Today I'll take a look at a JMC Perspective on design principles for fragment libraries that is intended to provide advice for academics. When selecting compounds to be assayed the general process typically consists of two steps. First, you identify regions of chemical space that you hope will be relevant and then you sample these regions. This applies whether you're designing a fragment library, performing a virtual screen or selecting analogs of active compounds with which to develop structure-activity relationships (SAR). Design of compound libraries for fragment screening has actually been discussed extensively in the literature and the following selection of articles, some of which are devoted to the topic, may be useful: Fejzo (1999), Baurin (2004), Mercier (2005), Schuffenhauer (2005), Albert (2007) Blomberg (2009), Chen (2009), Law (2009), Lau (2011), Schulz (2011); Morley (2013). This series of blog posts ( 1 | 2 | 3 | 4) on fragment screening library design that may also be helpful.

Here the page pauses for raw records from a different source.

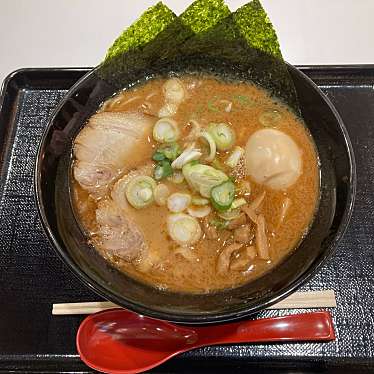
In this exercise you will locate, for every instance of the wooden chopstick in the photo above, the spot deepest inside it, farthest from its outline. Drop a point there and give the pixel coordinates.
(298, 300)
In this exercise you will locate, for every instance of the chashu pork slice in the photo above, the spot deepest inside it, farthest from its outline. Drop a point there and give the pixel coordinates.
(110, 143)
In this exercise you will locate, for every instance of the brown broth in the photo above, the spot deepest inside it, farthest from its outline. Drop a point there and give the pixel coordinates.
(173, 271)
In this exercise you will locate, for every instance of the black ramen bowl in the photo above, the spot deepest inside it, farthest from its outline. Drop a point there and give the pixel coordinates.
(52, 180)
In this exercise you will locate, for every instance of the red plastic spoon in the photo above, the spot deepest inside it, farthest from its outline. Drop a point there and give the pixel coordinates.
(119, 341)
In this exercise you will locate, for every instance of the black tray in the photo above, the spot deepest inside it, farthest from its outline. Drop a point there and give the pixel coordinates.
(32, 277)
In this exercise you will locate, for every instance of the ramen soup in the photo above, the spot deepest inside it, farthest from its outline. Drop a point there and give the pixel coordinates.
(194, 184)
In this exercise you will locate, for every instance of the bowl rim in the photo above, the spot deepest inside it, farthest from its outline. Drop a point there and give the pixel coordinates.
(191, 318)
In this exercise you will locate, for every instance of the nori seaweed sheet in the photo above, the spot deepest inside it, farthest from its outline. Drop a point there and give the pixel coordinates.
(207, 38)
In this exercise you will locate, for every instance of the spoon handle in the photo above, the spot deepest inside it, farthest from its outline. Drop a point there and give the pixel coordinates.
(315, 326)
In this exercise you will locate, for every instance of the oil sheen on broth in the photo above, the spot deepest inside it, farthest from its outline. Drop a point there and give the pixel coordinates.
(194, 184)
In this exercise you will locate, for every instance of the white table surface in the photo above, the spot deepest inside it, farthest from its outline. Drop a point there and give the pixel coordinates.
(46, 33)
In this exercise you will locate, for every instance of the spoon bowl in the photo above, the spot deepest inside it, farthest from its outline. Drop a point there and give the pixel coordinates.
(119, 341)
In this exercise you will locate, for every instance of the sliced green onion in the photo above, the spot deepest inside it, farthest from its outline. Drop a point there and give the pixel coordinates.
(183, 228)
(177, 177)
(166, 131)
(161, 193)
(230, 214)
(203, 178)
(212, 145)
(189, 154)
(244, 188)
(158, 156)
(199, 211)
(170, 151)
(199, 201)
(237, 203)
(223, 135)
(162, 170)
(235, 157)
(217, 164)
(178, 202)
(219, 224)
(222, 195)
(139, 191)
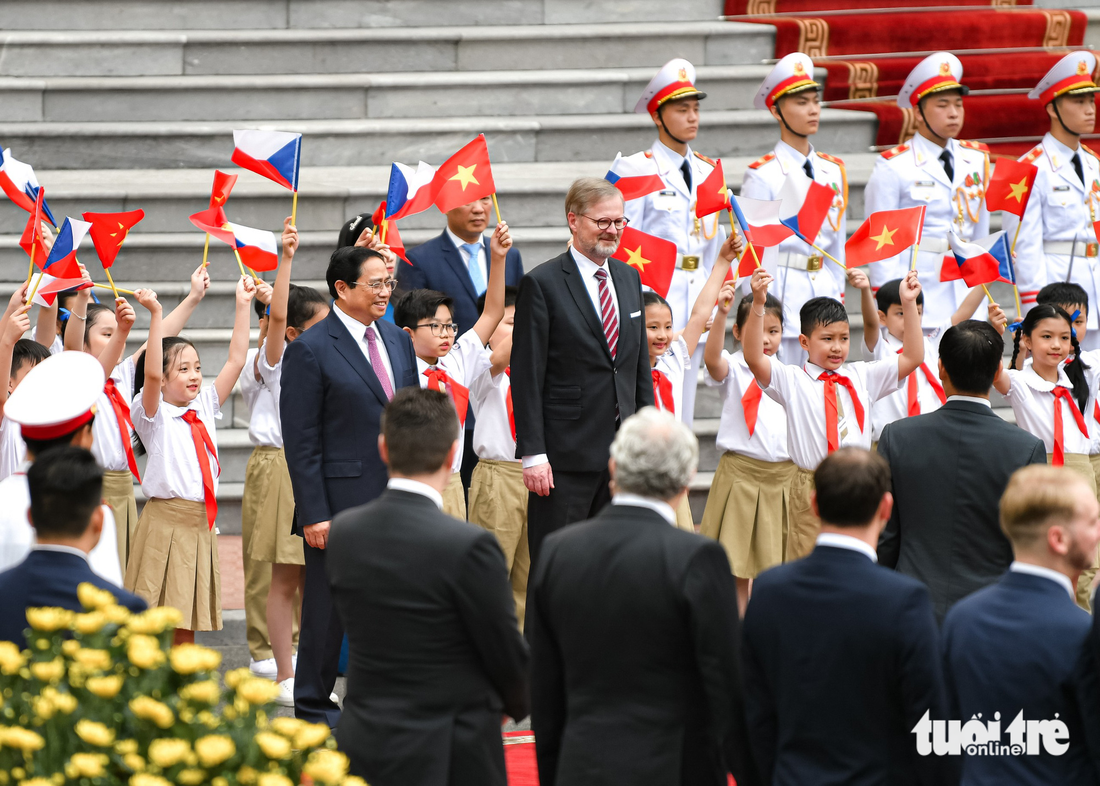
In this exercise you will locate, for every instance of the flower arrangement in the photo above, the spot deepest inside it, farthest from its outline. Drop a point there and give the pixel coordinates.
(101, 698)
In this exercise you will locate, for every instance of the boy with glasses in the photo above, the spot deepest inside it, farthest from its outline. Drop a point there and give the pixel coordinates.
(450, 365)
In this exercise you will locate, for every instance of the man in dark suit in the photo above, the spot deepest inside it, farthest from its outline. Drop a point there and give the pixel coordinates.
(840, 655)
(435, 652)
(634, 633)
(1014, 648)
(337, 378)
(948, 471)
(67, 516)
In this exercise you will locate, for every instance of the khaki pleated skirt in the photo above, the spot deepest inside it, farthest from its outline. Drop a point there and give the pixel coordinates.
(119, 494)
(267, 509)
(747, 511)
(174, 562)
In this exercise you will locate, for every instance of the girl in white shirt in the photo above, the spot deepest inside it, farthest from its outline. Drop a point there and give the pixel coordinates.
(746, 509)
(174, 561)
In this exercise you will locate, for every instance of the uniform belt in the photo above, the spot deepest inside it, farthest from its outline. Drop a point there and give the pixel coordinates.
(801, 262)
(1069, 247)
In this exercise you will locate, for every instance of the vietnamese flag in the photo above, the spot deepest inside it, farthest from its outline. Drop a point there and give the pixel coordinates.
(464, 177)
(109, 231)
(393, 236)
(653, 257)
(884, 234)
(713, 195)
(1010, 186)
(222, 185)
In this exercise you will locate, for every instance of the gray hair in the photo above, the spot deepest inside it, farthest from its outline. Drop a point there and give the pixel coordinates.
(655, 454)
(586, 191)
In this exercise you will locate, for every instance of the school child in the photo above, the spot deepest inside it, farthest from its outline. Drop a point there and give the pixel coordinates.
(827, 402)
(174, 561)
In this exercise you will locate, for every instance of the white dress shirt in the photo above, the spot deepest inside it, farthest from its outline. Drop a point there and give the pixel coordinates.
(636, 500)
(358, 331)
(838, 541)
(404, 484)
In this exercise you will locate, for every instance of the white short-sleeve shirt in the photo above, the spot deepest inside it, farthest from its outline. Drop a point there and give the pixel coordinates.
(768, 442)
(173, 471)
(802, 395)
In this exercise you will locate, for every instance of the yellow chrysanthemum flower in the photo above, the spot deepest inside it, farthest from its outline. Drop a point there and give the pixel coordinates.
(95, 733)
(328, 767)
(213, 750)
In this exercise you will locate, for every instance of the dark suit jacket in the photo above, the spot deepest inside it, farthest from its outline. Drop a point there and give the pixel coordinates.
(1015, 646)
(435, 651)
(438, 265)
(635, 676)
(564, 385)
(840, 663)
(330, 406)
(949, 469)
(48, 578)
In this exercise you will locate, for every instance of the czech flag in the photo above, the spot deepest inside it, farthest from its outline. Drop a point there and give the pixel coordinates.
(19, 183)
(110, 230)
(256, 247)
(410, 190)
(62, 261)
(635, 176)
(979, 262)
(805, 205)
(273, 154)
(653, 257)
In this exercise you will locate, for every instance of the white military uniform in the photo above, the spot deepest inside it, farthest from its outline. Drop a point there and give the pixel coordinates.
(670, 213)
(1056, 240)
(913, 175)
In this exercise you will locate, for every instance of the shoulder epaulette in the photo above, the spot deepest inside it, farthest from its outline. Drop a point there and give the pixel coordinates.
(761, 161)
(894, 152)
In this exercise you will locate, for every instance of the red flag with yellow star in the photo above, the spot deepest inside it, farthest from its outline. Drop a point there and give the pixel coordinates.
(653, 257)
(109, 230)
(1010, 186)
(884, 234)
(464, 177)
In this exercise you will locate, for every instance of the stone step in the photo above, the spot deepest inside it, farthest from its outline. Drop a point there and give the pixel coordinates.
(354, 96)
(278, 14)
(75, 145)
(363, 51)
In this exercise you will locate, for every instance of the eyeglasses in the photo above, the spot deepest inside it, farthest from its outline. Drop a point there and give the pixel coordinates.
(389, 284)
(439, 329)
(606, 223)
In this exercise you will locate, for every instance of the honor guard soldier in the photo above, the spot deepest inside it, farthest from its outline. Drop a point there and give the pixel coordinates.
(790, 93)
(1056, 240)
(671, 99)
(937, 172)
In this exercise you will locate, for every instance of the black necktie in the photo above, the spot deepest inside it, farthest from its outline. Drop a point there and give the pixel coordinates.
(685, 170)
(948, 166)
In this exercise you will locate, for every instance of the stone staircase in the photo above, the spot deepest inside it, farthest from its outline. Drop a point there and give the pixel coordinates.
(133, 102)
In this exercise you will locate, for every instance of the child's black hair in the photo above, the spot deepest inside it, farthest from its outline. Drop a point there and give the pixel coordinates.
(890, 295)
(771, 306)
(421, 303)
(818, 312)
(1076, 369)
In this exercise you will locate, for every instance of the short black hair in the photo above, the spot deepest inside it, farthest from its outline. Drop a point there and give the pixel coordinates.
(890, 295)
(971, 354)
(509, 299)
(26, 351)
(419, 425)
(821, 312)
(1063, 294)
(345, 264)
(420, 303)
(66, 488)
(849, 485)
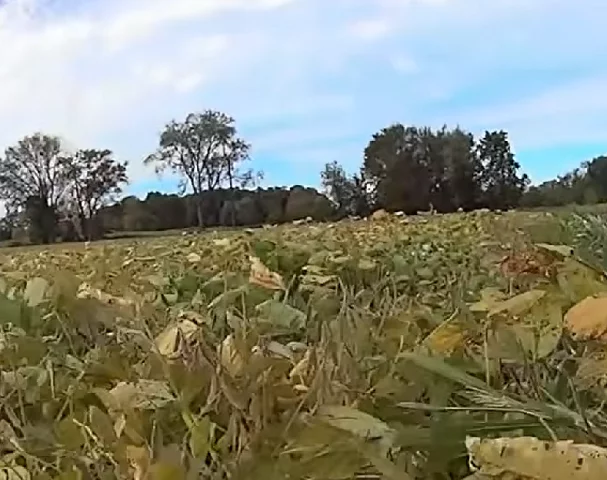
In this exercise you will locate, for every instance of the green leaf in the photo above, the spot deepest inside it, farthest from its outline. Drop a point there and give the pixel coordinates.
(443, 369)
(167, 471)
(35, 291)
(102, 425)
(282, 315)
(560, 251)
(517, 305)
(69, 434)
(358, 423)
(200, 438)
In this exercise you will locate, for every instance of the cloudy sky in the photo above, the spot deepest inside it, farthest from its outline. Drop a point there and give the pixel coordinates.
(308, 81)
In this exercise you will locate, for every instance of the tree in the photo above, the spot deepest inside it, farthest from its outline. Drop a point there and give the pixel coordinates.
(96, 177)
(33, 180)
(502, 185)
(202, 150)
(415, 168)
(596, 172)
(235, 151)
(348, 193)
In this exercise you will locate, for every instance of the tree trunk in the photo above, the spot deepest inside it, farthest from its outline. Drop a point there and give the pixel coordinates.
(199, 212)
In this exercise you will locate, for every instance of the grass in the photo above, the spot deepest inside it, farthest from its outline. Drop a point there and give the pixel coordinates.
(348, 350)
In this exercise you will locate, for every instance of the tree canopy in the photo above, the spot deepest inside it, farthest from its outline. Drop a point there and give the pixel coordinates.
(50, 193)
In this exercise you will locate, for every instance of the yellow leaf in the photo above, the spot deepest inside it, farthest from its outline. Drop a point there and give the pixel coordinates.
(139, 458)
(588, 319)
(231, 359)
(447, 337)
(531, 458)
(193, 257)
(263, 276)
(167, 341)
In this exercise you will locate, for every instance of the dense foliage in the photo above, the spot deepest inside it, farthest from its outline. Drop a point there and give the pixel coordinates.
(351, 350)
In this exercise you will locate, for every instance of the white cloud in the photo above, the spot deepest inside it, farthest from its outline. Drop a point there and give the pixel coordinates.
(110, 73)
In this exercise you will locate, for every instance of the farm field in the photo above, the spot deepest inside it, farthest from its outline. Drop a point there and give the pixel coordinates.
(428, 347)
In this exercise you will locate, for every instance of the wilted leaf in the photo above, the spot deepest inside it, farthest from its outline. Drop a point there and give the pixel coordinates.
(530, 458)
(139, 458)
(358, 423)
(193, 257)
(263, 276)
(588, 319)
(280, 314)
(561, 251)
(145, 394)
(517, 305)
(167, 471)
(14, 472)
(200, 438)
(35, 291)
(447, 337)
(231, 359)
(167, 341)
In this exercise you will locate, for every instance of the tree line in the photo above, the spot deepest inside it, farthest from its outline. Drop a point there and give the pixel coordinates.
(51, 194)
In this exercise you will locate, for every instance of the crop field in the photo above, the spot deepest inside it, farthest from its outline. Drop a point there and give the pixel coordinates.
(427, 347)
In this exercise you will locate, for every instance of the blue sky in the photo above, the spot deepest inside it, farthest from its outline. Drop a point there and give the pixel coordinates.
(308, 81)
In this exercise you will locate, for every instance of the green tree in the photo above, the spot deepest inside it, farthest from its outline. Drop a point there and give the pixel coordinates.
(502, 184)
(33, 181)
(348, 193)
(96, 177)
(201, 150)
(596, 171)
(413, 168)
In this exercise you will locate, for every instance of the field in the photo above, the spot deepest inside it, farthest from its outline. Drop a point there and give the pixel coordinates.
(428, 347)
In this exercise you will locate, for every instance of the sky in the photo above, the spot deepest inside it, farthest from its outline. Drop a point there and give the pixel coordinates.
(307, 81)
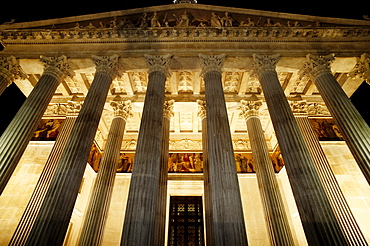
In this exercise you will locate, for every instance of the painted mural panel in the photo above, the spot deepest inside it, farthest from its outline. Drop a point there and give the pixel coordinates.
(47, 130)
(326, 129)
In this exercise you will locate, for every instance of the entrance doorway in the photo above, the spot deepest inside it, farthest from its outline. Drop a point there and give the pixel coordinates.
(186, 221)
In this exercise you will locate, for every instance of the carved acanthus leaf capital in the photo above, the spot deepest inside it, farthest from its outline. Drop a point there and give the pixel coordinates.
(264, 63)
(211, 63)
(10, 68)
(168, 109)
(362, 68)
(122, 109)
(57, 66)
(108, 65)
(316, 65)
(249, 108)
(202, 109)
(73, 108)
(158, 63)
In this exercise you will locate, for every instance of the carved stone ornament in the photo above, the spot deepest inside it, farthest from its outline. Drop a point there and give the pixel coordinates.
(263, 63)
(57, 66)
(249, 108)
(107, 64)
(10, 69)
(362, 68)
(73, 108)
(168, 109)
(158, 63)
(202, 109)
(211, 63)
(315, 65)
(122, 109)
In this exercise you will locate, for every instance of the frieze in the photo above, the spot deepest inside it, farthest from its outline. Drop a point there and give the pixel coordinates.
(164, 34)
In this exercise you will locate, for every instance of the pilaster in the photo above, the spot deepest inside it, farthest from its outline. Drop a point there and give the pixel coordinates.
(9, 71)
(353, 127)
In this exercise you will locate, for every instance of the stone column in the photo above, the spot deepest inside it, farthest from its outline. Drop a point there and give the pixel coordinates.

"Rules are for the obedience of fools and the guidance of wise men"
Harry Day, Royal Air Force (1898-1977)
It wasn't exactly clear what the authors are getting at here since there appears to be no provision for wise women. Also it is not clear how the authors would view rules that required darker complexioned individuals to sit at the backs of buses (or that swarthy economists should not solve differential equations on planes). That said, the quote hands me a legitimate excuse to link Malan's Ten Rules for Air Fighting and I will demonstrate that the authors of this Perspective can learn much from the wise teachings of 'Sailor' Malan.
My first criticism of this Perspective is that the authors devote an inordinate amount of space to topics that are irrelevant from the viewpoint of selecting compounds for fragment screening. Whatever your views on the value of ligand efficiency metrics and thermodynamic signatures, these are things that you think about once you've got the screening results. The authors assert, "As a result, fragment hits form high-quality interactions with the target, usually a protein, despite being weak in potency" and some readers might consider the 'concept' of high-quality interactions to be pseudoscientific psychobabble on par with homeopathy, chemical-free food and the wrong type of snow. That said, discussion of some of these peripheral topics would have been more acceptable if the authors had articulated the library design problem clearly and discussed the most relevant literature early on. By straying from their stated objective, the authors have broken the second of Malan's rules ("Whilst shooting think of nothing else, brace the whole of your body: have both hands on the stick: concentrate on your ring sight").
The section on design principles for fragment libraries opens with a slightly gushing account of the Rule of 3 (Ro3). This is unfortunate because this would have been the best place for the authors to define the fragment library design problem and review the extensive literature on the subject. Ro3 was originally stated in a short communication and the analysis that forms its basis is not shared. As an aside, you need to be wary of rules like these because the cutoffs and thresholds may have been imposed arbitrarily by those analyzing the data. For example, the GSK 4/400 rule actually reflects the scheme used to categorize continuous data and it could just have easily been the GSK 3.75/412 rule if the data had been pre-processed differently. I have written a couple ( 1 | 2 ) of blog posts on Ro3 but I'll comment here so as to keep this post as self-contained as possible. In my view, Ro3 is a crude attempt to appeal to the herding instinct of drug discovery scientists by milking a sacred cow (Ro5). The uncertainties in hydrogen bond acceptor definitions and logP prediction algorithms mean that nobody knows exactly how others have applied Ro3. It also is somewhat ironic that the first article referenced by this Perspective actually states Ro3 incorrectly. If we assume that Ro5 hydrogen bond acceptor definitions are being used then Ro3 would appear to be an excellent way to ensure that potentially interesting acidic species such as tetrazoles and acylsulfonamides are excluded from fragment screening libraries. While this might not be too much of an issue if identification of adenine mimics is your principal raison d'etre, some researchers may wish to take a broader view of the scope of FBDD. It is even possible that rigid adherence to Ro3 may have led to the fragment starting points for this project being discovered in Gothenburg rather than Cambridge. Although it is difficult to make an objective assessment of the impact of Ro3 on industrial FBDD, its publication did prove to be manna from heaven for vendors of compounds who could now flog milligram quantities of samples that had previously been gathering dust in stock rooms.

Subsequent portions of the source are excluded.